Aydın Doğan bunları “yeminle” söylesin, ben de onunla ilgili yazılarıma “son” vereceğim!..
Ama, söyleyemez!..
Meselâ, şöyle sorsam;
“Hükümetleri kurdurduğun ve yıktırdığın gibi, Ahmet Hakan’ın burnunu da sen mi kırdırdın?!?”
Söyleyin, cevap verir mi?..
Hadi Aydın Doğan;
“Son bir cevap!”
************************************************************************
Paranoyak medya gözüyle haberler!
Buyrun, dünkü “haber”lere ve bu haberler üzerine Zaman, Taraf, Sözcü, Millet, Bugün, Özgür Gündem, Evrensel, Yurt ve Meydan’da çıkabilecek “yorum”lara bir bakalım:
l Cumhurbaşkanı Erdoğan, TBMM’nin açılış töreni dolayısıyla Genel Kurul Salonu’na girince, küstah HDP’liler salonu terk etti!
- Erdoğan öyle istemiştir!..
l Ankara’da belediye otobüsü durağa daldı: 12 ölü!

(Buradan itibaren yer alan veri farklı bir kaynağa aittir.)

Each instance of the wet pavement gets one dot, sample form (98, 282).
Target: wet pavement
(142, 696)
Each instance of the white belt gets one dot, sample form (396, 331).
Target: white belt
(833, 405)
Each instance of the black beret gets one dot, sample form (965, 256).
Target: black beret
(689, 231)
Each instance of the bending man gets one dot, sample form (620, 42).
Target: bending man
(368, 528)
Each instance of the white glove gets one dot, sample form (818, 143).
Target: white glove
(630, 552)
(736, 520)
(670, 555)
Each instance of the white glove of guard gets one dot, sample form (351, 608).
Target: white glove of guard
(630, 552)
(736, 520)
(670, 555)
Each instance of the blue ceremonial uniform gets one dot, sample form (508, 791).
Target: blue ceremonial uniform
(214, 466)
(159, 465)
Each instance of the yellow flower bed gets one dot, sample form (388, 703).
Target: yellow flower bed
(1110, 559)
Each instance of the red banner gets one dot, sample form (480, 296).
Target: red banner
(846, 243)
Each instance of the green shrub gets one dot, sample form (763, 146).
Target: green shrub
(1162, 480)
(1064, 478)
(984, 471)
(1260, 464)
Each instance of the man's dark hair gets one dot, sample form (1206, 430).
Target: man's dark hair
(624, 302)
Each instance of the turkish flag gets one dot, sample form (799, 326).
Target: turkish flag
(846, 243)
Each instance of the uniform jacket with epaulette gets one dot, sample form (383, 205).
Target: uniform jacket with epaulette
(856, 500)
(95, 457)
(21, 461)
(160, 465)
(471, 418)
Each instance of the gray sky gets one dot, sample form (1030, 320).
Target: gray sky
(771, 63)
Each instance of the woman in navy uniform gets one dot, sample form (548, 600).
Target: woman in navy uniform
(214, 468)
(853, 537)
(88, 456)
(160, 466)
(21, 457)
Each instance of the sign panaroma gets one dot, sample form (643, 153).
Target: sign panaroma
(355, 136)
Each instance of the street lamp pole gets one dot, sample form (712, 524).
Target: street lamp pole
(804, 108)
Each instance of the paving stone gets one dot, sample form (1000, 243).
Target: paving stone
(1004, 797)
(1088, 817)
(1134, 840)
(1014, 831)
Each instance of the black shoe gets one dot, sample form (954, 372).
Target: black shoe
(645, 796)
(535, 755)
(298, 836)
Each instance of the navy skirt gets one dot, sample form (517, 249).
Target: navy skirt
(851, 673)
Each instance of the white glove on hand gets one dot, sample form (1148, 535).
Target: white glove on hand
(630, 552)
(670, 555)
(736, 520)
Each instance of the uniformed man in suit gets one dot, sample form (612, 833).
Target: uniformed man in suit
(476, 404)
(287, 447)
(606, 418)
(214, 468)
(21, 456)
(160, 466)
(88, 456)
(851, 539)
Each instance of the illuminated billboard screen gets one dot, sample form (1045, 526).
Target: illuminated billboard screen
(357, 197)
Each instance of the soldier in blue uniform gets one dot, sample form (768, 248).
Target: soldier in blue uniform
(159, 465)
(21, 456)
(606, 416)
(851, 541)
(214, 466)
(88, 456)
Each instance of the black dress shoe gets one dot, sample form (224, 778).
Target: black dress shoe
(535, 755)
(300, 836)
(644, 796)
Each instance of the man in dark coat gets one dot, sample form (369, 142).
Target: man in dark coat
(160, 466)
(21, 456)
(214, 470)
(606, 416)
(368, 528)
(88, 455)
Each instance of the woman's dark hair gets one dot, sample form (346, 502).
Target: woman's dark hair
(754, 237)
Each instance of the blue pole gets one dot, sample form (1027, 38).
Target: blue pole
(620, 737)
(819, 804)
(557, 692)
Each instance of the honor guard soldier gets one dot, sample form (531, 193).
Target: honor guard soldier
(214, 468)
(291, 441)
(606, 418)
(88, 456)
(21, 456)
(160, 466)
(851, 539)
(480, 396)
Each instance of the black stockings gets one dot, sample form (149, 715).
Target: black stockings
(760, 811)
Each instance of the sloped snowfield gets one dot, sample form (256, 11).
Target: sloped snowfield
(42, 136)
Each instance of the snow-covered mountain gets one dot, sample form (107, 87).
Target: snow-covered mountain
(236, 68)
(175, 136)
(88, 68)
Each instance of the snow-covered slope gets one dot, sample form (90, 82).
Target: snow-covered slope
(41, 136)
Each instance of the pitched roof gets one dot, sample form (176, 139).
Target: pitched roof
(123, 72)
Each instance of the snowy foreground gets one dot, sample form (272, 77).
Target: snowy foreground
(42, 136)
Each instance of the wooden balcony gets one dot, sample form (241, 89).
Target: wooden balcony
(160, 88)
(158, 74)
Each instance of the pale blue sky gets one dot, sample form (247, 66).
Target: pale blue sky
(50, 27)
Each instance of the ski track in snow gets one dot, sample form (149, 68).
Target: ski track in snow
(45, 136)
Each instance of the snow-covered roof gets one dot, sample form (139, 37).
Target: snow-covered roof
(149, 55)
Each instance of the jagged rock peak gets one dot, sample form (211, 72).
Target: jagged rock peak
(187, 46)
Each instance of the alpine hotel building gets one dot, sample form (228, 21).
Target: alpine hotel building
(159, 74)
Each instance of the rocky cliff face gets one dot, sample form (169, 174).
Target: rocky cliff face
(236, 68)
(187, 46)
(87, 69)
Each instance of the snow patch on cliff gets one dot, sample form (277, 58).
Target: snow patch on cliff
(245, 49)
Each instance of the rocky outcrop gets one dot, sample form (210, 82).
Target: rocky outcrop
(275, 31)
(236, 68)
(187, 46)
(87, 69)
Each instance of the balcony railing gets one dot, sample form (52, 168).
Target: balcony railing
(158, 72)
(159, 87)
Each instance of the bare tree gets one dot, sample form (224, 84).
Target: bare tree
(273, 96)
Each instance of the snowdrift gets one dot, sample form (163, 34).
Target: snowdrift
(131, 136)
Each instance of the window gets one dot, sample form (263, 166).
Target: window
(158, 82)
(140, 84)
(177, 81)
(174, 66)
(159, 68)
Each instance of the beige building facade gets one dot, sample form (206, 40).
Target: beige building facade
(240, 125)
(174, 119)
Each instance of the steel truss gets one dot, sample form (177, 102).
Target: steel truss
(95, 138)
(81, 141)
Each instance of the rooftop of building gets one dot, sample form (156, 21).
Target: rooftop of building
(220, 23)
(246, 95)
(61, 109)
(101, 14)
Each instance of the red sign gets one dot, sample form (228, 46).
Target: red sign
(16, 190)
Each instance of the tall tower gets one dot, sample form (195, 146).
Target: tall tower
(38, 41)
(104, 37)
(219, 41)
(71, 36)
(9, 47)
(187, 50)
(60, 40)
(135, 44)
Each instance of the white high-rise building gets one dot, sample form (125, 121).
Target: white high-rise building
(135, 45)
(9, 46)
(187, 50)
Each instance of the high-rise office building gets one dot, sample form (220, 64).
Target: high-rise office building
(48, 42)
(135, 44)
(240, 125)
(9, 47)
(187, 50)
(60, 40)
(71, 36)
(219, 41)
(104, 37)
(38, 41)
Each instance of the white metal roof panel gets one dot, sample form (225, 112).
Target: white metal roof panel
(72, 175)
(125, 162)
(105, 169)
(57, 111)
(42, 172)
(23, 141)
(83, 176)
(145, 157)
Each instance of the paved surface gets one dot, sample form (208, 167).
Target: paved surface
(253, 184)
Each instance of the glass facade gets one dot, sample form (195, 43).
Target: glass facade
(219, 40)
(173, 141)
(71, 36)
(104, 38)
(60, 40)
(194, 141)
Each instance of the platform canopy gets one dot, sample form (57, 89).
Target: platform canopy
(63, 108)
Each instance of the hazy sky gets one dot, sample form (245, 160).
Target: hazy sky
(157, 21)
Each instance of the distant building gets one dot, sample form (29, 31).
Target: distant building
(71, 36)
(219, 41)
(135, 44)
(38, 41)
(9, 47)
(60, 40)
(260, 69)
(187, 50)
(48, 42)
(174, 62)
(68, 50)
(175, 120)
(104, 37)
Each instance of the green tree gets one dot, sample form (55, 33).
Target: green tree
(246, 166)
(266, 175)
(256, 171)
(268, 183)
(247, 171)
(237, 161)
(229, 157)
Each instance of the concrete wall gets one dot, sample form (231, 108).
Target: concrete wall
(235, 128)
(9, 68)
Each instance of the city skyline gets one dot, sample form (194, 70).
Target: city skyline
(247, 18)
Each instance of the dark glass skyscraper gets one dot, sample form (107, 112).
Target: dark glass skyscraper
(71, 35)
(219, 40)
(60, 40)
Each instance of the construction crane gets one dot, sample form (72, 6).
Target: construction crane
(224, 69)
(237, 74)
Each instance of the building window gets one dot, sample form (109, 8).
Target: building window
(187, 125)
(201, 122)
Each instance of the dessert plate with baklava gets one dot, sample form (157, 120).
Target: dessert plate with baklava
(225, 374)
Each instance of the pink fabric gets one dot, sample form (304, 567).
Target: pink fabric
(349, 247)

- Mutlaka Erdoğan yaptırmıştır!
l Ahmet Hakan, 4 saldırgan tarafından darp edildi... Hakan’ın burnu kırılırken, 4 kişi gözaltına alındı!
- Tayyip Erdoğan azmettirmiştir!
l PKK’lı teröristler Muş’ta 7 köy okuluna saldırdı, büyük hasar var!
- Mutlaka Erdoğan kışkırtmıştır!
l Bursa’da Paralelci 7 polis gözaltına alındı... Zirve Cinayeti’nde Paralel parmağı kesinleşti!
- Talimatı, mutlaka Erdoğan vermiştir!
l Operasyonlarda öldürülen PKK’lı teröristlerin boynundan Haçlı Kolye, parmağından Haçlı Yüzük çıktı!..
- Mutlaka Erdoğan takmıştır!..
Bu “yeminli Erdoğan düşmanları” var ya, öyle bir “paranoyak” oldular ki, “kafalarına saksı düşmesi” neyse de, “saksının üzerine kafa üstü düşseler”, bunu da Erdoğan’dan bilecekler!..
Bunları “Bakırköy”e götürmeye kalksan var ya; bu “manyak”ları görünce, “Bakırköy” bile kafayı yer!..
Allah hepsine akıl-fikir sağlığı versin!.